And if I am on some kick about a new BMW or a new web server, I should temper that enthusiasm with simple questions:

  1. How is this helping me improve the world?

  2. How is this helping me make others happier?

This doesn’t mean I can’t have fun and indulge my male and human form. But I do so under the scrutinous gaze of my future self who demands I spend my time wisely.

What metrics really are

My point here is that metrics should not be considered a detail. They should be decided upon and evaluated with maximums of effort and care, on a regular cadence.
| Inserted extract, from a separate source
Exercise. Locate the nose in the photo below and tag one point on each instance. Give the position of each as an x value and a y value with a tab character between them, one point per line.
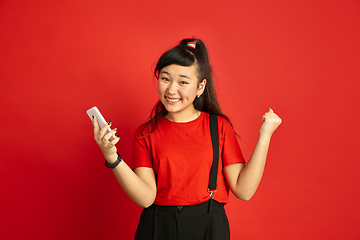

This is true because metrics are literally the way in which you ensure you’re working on the right things, and that you’re doing so effectively.

What are your metrics?

Let’s turn to you.

What are your metrics in life?

First, do you know what they are? Second, do they meet your own 138-year-old-self-waiting-to-die standard?

Would you be proud of what you’re currently pursuing? Would you wish you had written books, or made movies, or danced professionally, or spent 10 years in Europe, or been nicer to your friends? Or to strangers?

Whatever that future self wishes you would have done instead of what you’re doing—those are your metrics. And I submit that naming, pursuing, and tracking them explicitly will greatly improve your happiness.

Notes

  1. I don’t think “scrutinous” is a word, but it should be, so I used it.